Effect of L-carnitine on buffalo in vitro embryo development

The aim of this work was to evaluate whether L-carnitine supplementation during IVC improves blastocyst development and cryotolerance of in vitro produced (IVP) buffalo embryos. Abattoir-derived cumulus-oocytes complexes (n=410, over 5 replicates) were matured and fertilized in vitro according to standard procedures (Gasparrini B et al. 2006 Theriogenology 65 (2), 275-287). On day 1 (Day 0 = IVF), zygotes were cultured in SOF supplemented with 8 mg/ml BSA, in the absence (control, n=165) or presence of L-carnitine (n=170) at a concentration (0.25 Mm) selected after a preliminary dose response trial.

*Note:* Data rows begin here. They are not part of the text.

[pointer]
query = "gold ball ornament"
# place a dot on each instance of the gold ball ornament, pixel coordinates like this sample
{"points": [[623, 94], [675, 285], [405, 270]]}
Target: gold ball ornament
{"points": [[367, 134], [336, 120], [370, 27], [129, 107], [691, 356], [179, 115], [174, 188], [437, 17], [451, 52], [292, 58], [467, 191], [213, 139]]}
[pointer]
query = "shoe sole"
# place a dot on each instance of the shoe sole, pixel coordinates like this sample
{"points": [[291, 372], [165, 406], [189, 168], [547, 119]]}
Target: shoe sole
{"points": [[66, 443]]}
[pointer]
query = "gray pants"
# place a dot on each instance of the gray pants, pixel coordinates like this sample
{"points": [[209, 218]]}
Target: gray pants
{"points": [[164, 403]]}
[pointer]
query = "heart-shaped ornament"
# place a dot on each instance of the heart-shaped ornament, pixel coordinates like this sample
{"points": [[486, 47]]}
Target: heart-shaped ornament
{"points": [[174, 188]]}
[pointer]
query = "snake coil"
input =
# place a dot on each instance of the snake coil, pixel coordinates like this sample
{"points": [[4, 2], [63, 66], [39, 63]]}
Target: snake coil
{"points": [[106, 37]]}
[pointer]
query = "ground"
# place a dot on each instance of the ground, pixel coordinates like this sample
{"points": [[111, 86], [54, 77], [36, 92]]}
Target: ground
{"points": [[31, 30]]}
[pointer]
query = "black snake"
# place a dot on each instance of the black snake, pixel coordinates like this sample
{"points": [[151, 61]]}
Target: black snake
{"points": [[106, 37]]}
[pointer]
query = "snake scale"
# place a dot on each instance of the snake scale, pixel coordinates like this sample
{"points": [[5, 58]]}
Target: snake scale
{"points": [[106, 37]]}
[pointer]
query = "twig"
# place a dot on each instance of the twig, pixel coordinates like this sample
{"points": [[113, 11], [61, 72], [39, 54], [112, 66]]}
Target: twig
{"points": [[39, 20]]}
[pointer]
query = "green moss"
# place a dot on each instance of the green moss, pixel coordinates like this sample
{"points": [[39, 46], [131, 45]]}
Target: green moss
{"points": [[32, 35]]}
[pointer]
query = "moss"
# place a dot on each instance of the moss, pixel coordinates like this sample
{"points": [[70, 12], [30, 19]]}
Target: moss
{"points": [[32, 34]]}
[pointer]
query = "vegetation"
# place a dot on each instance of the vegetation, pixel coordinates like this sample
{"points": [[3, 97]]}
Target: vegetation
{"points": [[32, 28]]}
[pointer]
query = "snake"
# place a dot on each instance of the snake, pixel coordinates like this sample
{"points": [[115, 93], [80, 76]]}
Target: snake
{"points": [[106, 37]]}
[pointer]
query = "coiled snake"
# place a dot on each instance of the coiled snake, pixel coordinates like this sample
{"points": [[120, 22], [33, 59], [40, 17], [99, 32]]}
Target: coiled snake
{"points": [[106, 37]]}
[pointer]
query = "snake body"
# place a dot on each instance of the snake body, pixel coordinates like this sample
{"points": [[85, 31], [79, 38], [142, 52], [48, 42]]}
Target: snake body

In vitro culture was carried out at 38.5°C under 5% CO2, 7% O2, and 88% N2. Cleavage and blastocyst rates (in relation to the cleaved embryos) were evaluated on Day 5 and 7, respectively. The blastocysts were vitrified by cryotop in 16.5% ethylene glycol, 16.5% DMSO and 0.5M sucrose and the survival rate, based on morphological criteria, was assessed after 24 h culture. Data were analyzed by Chi square test. Cleavage (81.3% vs 82.1%, in the control and carnitine groups) and blastocyst production (40.0% vs 47.6%, in the control and carnitine groups) were not affected by the treatment. The percentages of fast developing embryos (expanded and hatched blastocysts), i.e. those of better quality, were 17.0 and 23.5%, respectively. Interestingly, the embryos cultured with L-carnitine showed higher survival rates after 24 h culture (78.7% and 96.4%, in the control and carnitine groups, respectively; P<0.01). These results demonstrated that L-carnitine supplementation of culture medium improves the resistance to cryopreservation of IVP buffalo embryos, without affecting blastocyst production. We speculate that the increased cryotolerance in the presence of L-carnitine may be attributed to a better utilization of the endogenous lipid stores, leading to improved embryo quality.